I'm old school and coming from a time when you could use the same technology for years and years. However a ridiculous inverse law seems to have taken place whereby I'm finding that the period scores for movies I'm working on take longer and longer ..... they often run 2 years from start to finish. I start work on the source parts of the music at the script stage and then by the time CGI problems have been ironed out and the final score is mixed (& due to CGI problems, potential re-edits mean post can be 18 months!) ... 2 years later software development has moved on but I can't always move with it.

Given that there's no way I would want for example to be using Maverick to work on right now and would usually sit back 6 - 12 months for an operating system to settle down with all the various 3rd parties involved ...... we might be talking of a 3 year jump in software development taking place between starting a job and finishing!

Although I love keeping up with the technology, I do find it troublesome having to make changes mid job.

I do see that this may seem unusual.

For example, I started working on a big music set piece for an important scene in a movie about Shakespeare around January this year (2013) .... we've had various postponements due to "politics" and the movie has been put back for shooting to summer 2014 .... I will still probably want to be mixing those tracks a year later for a dub summer 2015 ...... then possibly a soundtrack album after that.

What I'm trying to illustrate is that a period beyond 3 years is not unusual in my experience to want to return and re-work mixes .... and yet that is now a very significant period in software development. Yet we read peeps on V.I. forums suggesting it's a bad idea to change setups mid gig ..... I agree ..... but a period 3 years isn't unusual to want to do this.

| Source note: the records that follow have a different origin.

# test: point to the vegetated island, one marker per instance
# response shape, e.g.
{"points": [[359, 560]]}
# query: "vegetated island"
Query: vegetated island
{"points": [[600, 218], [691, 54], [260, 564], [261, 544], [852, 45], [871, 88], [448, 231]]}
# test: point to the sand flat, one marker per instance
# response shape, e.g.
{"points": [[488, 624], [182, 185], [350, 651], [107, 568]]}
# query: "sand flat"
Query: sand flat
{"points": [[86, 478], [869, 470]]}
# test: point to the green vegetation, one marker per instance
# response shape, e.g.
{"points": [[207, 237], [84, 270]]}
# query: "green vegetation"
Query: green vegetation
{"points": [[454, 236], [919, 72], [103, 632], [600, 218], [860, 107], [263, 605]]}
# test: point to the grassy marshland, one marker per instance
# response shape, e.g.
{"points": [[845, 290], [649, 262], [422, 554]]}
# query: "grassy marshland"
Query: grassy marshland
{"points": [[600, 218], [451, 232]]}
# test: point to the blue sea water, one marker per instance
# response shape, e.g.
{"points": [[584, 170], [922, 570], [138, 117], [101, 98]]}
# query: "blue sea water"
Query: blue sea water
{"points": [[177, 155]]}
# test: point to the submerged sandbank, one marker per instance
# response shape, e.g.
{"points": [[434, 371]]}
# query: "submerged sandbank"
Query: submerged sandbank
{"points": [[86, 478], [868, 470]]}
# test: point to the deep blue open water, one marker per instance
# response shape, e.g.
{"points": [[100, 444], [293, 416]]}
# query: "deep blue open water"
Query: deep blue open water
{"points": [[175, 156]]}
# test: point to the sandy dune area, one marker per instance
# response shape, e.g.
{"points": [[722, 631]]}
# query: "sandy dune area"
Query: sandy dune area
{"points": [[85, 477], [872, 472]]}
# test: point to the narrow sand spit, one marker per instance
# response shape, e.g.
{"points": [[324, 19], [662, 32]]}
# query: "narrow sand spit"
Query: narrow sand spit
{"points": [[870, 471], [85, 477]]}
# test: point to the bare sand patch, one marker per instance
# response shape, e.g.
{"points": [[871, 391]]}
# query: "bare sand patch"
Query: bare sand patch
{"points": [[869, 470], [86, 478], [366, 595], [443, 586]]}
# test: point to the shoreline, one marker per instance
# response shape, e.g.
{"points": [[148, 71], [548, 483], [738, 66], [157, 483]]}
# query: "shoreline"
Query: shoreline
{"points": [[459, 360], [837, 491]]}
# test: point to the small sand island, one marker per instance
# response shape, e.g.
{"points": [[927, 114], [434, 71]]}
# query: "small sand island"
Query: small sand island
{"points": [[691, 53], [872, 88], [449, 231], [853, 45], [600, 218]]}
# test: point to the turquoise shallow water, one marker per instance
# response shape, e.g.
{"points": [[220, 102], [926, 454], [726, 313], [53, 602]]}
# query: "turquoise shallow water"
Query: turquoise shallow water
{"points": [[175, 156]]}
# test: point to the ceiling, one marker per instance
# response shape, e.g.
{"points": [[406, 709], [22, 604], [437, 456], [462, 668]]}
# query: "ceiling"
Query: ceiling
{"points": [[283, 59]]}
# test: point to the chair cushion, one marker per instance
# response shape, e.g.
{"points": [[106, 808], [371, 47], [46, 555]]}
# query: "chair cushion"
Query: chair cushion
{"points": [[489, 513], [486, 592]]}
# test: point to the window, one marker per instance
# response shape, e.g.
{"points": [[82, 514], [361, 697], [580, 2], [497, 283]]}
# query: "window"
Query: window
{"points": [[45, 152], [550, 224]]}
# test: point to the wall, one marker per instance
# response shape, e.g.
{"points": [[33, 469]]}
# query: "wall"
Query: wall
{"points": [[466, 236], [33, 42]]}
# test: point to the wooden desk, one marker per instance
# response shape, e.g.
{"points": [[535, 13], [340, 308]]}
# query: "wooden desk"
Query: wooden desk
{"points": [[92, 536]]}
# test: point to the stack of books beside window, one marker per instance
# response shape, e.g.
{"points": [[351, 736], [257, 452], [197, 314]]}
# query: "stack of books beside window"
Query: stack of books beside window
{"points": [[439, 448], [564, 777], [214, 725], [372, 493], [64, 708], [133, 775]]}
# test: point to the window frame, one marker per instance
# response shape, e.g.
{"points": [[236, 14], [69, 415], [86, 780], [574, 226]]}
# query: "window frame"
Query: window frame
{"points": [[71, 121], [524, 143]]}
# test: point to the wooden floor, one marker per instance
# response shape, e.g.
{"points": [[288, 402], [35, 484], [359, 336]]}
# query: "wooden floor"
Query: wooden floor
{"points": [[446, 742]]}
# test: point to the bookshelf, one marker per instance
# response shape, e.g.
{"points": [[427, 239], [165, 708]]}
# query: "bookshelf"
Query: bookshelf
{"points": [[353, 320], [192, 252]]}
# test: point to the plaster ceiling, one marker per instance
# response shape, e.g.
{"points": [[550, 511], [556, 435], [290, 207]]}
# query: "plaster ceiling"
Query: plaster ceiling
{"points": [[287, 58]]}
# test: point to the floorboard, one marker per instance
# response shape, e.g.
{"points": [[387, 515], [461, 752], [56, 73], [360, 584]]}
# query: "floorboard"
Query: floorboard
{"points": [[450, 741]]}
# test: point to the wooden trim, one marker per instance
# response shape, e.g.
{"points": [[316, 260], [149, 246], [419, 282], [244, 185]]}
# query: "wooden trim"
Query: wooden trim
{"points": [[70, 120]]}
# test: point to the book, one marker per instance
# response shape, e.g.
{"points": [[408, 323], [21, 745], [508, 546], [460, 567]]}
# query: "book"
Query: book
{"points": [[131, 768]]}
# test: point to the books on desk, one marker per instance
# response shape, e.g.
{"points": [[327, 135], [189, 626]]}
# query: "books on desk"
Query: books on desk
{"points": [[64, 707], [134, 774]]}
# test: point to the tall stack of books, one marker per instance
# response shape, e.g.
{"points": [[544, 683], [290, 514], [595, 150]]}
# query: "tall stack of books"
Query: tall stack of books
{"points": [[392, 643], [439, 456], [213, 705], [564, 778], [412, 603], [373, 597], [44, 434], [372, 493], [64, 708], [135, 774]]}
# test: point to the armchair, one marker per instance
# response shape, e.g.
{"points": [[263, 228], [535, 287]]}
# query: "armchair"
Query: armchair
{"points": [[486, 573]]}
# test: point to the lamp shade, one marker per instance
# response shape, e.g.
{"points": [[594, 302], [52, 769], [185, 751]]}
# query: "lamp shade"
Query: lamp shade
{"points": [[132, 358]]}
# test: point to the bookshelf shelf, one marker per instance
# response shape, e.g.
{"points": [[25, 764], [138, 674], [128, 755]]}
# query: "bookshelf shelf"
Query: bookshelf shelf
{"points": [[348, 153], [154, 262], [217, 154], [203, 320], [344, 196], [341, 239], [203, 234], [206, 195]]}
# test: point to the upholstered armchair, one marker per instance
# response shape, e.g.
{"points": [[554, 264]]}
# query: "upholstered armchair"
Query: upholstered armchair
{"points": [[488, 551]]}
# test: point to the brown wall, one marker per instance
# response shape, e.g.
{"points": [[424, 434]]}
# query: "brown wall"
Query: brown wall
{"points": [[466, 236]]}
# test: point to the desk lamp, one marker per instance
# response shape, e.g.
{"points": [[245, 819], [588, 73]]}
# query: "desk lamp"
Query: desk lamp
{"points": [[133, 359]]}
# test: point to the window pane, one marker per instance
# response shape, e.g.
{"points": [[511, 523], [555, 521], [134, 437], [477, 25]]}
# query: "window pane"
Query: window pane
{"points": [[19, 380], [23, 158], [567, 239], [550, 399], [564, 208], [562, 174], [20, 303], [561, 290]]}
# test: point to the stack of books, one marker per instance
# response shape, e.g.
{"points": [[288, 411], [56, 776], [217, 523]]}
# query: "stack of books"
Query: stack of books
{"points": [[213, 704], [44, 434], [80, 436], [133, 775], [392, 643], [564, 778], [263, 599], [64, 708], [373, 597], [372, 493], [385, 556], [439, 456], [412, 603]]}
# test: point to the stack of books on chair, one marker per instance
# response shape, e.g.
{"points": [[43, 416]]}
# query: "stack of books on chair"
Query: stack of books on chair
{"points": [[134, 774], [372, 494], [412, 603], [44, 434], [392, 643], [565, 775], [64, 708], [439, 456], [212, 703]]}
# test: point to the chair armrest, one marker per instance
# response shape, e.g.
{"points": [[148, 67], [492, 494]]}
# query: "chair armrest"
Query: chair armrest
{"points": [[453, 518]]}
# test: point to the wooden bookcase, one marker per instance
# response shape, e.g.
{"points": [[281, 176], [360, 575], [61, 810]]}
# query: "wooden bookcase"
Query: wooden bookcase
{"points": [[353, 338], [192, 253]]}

Chief Luddite Stoker Mitchell

ATB
Richard


----------



## eschroder (Nov 25, 2013)

So I just bought REV but am still on Snow Leopard. Is there anyway to get the kontakt 5.vst file that Bob mentioned?


----------



## michael c (Nov 25, 2013)

So will Friedlander Violin/Cello and REV absolutely NOT run in Kontakt 5.1?

Thanks!


----------



## mk282 (Nov 26, 2013)

REV absolutely won't, it needs 5.3.


----------



## Andrew Aversa (Apr 17, 2014)

Hey fellas, for someone on 10.6.8 who does NOT have a previous version of Kontakt installed, what would the workaround be?


----------